“If it’s the number of cores that gets computers excited these days, then IBM may have its hands on the ultimate processor. Together with Rapport, a Silicon Valley startup, the company previewed the Kilocore1025, a processor with a total of 1025 cores that promises not only to boost processing speed but also to operate at low power levels.”
I’ll bet as soon as that cpu is available IBM will have a version of Linux running on it. If this thing becomes popular there will be one more market dominated by Linux as I don’t see MS having something ready soon, if they are interested anyway.
PS The title is short a 1000 cores…
Edited 2006-04-08 17:43
Hey you hardcore Atari and C64 demo coders (me included)! Now you know your skill conserving wait on the demoscene is finally over. Pay time is commin’!
Hey you hardcore Atari and C64 demo coders (me included)! Now you know your skill conserving wait on the demoscene is finally over.
Speaking of which, today I saw the movie Tron, playing live on an Atari 800XL. The movie was converted to 16 shades of greyscale, but it played from Mr Atari’s hacked harddisk, on a computer with a 1.67 MHz processor.
Now imagine a Beowulf cluster of those…aka 1024 8-bit computers
You can see digitized Matrix on this page at the bottom:
http://mr-atari.com/
Took him 3 hours to decode the video (without the sound!) on an Atari emulator running at 5000%.
I think the title should read “…1025 Cores”
They want thier processors back.
8-bit cores? What are you going to do with a 1025 NESs (except play a hella big game of FF1)?
You need to know the history of computers, and supercomputers, to truly understand. A lot of the things that are brought to mass market have a long history in high performance computing.
This 1024+1 multicore chip is quite different from symmetric multicore chips such as Niagara, Pentium D, X2, and different from Cell too. The 1024 minicores are probably not even meant to execute code, running threads, but instead work on data. They’re probably interconnected in a network, perhaps a torus, or whatever, so they can do a little work, (perhaps byte sized – a byte is 8 bits – get it?), and pass on data to the processor next to it. The network enables very powerful data manipulation with very little power consumption. The PowerPC core is obviously the controller.
Since your imagination seems to be better than mine:) (not insulting, read my previous comment), here’s the question.
Wouldn’t this mean Cell tech applied differently? Smaller cores, larger quantity. While Cell applies 8 large SPUs, this would mean 1024 small ones.
So just to clarify if I understood it correctly. +1 core should be like PPU for Cell and control them. Secondary, there should be pipelines (aka. network, torus, whatever) like there are between Cell SPUs too.

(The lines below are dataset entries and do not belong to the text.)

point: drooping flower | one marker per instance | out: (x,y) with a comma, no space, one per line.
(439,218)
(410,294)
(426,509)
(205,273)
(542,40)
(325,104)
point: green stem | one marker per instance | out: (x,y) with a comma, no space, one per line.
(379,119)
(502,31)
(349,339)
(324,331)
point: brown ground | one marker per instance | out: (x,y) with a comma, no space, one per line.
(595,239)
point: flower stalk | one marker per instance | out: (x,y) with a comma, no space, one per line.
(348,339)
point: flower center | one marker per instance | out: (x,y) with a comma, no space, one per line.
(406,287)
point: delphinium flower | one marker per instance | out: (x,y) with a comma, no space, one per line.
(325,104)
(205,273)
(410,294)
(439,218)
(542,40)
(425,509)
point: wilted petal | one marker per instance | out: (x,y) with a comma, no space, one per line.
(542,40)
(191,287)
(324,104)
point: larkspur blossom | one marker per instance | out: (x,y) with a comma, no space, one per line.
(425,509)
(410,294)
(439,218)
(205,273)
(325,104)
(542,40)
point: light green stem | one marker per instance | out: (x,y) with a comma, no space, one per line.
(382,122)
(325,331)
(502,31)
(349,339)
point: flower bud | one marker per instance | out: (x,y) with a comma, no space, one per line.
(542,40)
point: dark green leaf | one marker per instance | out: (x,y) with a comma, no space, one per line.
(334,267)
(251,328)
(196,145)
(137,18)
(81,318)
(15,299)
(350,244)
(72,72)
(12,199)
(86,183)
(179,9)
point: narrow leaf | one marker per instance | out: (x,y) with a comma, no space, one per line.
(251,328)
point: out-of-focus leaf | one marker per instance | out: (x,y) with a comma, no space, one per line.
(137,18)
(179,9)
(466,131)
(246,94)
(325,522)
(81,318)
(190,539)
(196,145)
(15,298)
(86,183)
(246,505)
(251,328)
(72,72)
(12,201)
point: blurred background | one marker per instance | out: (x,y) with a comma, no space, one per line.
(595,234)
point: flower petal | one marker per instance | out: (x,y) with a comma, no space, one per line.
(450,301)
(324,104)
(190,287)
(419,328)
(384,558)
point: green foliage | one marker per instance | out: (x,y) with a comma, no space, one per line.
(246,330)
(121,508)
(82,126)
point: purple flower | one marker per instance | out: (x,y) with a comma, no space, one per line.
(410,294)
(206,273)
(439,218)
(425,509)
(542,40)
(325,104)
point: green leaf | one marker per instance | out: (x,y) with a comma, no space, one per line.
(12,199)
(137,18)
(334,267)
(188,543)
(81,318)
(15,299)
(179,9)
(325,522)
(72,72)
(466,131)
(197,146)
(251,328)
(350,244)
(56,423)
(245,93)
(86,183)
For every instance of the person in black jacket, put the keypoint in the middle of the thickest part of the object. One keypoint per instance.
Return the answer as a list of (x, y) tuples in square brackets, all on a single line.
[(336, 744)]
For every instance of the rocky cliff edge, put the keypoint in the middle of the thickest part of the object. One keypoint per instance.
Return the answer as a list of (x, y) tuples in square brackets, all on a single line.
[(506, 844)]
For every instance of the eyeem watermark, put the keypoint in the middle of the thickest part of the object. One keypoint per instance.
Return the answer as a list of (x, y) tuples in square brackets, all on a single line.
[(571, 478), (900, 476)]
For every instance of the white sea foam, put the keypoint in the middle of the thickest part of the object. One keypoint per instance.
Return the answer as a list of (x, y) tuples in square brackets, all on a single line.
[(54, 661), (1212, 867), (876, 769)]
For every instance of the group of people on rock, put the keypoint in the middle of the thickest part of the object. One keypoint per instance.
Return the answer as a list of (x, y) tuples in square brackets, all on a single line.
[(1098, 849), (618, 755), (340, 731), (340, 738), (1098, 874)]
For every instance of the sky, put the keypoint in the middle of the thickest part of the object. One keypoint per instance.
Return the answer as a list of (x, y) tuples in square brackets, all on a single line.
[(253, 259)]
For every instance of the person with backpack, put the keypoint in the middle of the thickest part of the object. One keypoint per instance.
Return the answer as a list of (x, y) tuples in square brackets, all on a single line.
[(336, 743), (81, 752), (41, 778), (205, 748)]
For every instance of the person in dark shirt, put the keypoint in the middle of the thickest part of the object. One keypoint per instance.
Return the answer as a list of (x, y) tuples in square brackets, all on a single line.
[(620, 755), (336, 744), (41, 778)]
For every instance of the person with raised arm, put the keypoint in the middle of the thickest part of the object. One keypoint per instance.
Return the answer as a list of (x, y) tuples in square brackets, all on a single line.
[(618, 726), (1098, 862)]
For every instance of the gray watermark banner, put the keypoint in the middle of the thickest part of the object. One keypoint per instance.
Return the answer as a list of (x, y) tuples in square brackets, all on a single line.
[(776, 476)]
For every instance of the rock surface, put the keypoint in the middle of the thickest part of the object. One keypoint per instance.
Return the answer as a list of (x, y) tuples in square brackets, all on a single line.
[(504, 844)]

Well, if this logic would apply code controlled grouping (aka. networked instructions) of 8-bit cores (Cell does poses this in some way, you can pipeline all 8 cores together), it would basicaly mean X-bit monster chip. But, I think this is just my pipe dream and I got lost somewhere in my mind. btw. I can’t figure how large calculations would be applied on 8-bit cores otherwise if this feature is not there.
As I already said once. I lack imagination to figure this one:)
I’m no CPU guru, and I couldn’t find much information on the webpage, so I can only speculate.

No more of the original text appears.